Alexa M. Mieses, MD, MPH

Disclosures

February 20, 2019

Three years later, I still remember Match Day as if it were yesterday: the excitement and anticipation, the nerves, and feeling as though my stomach was in my throat as I glared at the envelopes resting on the table in my medical school's lobby. My medical school had a very informal ceremony. After a few words of encouragement from our deans, envelopes containing our individual match results were released at once at a certain time (a time mandated by the National Resident Matching Program [NRMP]). Then we were permitted to go and be free to celebrate or cry wherever we wanted.

Some took their envelopes and went home without opening them. Others took their envelopes and opened them in a circle with close friends. I had two friends with me on Match Day for support. As soon as the envelope touched my fingertips, I eagerly opened it. I was so excited that my hands shook. As I read the results, I was overcome with emotion. Tears spilled from my eyes, and I hugged my friends, as I learned that I matched to my top-choice residency program. It felt as though a lifetime of work had finally paid off in that moment.

This process is supposed to be a time of great excitement. And it is. However, a lot of people do not openly talk enough about the emotional roller coaster that is Match Day.

You, or Someone You Know, May Not Match

The NRMP is a private, not-for-profit corporation, established in 1952 to optimize the rank-ordered choices of applicants and program directors. It was created to help formalize the Match process. Around 1975, the total number of applicants surpassed the total number of PGY-1 slots available for the first time. In 2018, 96.2% of slots were filled, making it the most successful Match year ever (successful for the programs that had slots to fill). However, this also means that many applicants did not match.

Last year, more than 1200 slots initially went unfilled, as unsuccessful applicants "scrambled" in the Supplemental Offer and Acceptance Program (SOAP) to find a residency training position. Only 31.6% of independent applicants matched to their first-choice program.
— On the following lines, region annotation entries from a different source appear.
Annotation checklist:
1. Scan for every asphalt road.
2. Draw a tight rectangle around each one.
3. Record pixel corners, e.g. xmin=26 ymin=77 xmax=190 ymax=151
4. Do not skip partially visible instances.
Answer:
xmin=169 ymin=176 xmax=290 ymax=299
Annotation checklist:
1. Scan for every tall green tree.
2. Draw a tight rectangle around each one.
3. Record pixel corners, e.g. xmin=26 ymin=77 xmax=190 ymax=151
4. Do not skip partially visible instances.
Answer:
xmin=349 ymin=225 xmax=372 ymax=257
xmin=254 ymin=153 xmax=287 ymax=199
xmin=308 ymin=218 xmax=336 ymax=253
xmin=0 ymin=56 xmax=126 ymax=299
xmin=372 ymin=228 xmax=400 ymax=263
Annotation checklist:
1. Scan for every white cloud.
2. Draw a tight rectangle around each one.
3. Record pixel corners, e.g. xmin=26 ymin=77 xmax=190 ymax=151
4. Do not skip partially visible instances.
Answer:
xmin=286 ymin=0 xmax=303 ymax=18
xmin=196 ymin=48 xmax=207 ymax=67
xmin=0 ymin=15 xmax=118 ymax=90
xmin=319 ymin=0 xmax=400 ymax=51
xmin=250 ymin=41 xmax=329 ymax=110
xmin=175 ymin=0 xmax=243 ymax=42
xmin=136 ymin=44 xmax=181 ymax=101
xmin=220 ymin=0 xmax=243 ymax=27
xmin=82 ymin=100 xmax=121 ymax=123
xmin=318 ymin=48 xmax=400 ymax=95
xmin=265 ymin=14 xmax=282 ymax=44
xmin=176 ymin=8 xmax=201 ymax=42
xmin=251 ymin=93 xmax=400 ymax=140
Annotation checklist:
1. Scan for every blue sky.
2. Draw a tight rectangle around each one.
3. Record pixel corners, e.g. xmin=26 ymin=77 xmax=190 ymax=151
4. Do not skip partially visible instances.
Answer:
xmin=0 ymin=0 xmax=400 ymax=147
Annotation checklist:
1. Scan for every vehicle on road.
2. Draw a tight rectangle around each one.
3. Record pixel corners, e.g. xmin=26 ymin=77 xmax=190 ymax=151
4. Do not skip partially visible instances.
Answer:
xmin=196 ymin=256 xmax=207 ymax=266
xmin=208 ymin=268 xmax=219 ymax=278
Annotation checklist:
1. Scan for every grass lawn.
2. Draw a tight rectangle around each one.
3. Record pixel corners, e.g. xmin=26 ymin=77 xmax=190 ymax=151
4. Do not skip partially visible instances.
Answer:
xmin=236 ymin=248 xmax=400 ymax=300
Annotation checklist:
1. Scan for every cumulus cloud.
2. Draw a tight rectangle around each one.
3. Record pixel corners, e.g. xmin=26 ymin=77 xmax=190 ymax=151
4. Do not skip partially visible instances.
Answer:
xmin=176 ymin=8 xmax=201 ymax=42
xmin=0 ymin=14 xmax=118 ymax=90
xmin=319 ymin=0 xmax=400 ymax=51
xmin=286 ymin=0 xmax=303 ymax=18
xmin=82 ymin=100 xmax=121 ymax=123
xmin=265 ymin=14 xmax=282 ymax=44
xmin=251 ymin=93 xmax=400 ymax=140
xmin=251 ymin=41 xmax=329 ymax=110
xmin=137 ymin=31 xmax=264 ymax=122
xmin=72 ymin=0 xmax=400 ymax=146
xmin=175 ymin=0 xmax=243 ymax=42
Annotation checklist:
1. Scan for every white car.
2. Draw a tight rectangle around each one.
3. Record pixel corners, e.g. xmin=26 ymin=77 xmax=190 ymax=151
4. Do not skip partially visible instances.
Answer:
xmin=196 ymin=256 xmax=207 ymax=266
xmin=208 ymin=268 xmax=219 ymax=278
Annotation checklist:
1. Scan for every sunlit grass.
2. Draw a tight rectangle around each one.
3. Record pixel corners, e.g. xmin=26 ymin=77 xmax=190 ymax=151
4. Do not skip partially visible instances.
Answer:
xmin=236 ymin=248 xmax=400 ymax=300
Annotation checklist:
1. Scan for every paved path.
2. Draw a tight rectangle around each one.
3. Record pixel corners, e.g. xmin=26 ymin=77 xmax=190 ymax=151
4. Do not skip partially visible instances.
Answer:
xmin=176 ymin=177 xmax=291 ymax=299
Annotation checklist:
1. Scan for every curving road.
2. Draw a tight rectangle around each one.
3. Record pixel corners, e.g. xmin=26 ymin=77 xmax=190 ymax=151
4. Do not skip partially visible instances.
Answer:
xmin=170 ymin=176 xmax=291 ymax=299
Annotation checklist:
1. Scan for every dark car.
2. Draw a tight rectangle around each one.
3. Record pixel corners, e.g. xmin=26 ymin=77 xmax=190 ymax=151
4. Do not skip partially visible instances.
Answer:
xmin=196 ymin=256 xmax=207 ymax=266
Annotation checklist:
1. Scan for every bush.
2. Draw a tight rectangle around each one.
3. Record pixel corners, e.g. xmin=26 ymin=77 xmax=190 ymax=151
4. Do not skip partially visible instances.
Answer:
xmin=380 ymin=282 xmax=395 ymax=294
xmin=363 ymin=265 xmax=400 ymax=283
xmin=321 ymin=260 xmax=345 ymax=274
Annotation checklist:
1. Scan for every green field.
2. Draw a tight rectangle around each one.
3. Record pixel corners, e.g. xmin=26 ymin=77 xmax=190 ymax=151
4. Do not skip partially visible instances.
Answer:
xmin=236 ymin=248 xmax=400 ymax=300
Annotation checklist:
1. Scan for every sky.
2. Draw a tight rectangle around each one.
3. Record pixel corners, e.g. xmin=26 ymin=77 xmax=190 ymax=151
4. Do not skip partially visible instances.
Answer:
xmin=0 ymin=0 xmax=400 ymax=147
As you can imagine, this is one of many things that will stir up emotions come Match Day.

The weeks, maybe even months, leading up to Match Day are nerve-wracking. Some people have worked their whole lives for this moment. Others have worked for at least all 4 years of medical school to get into the residency program of their choice. It can be exciting, scary, and intimidating. While some people wonder whether they will match to their top-choice residency program, others worry about not matching to a residency program at all.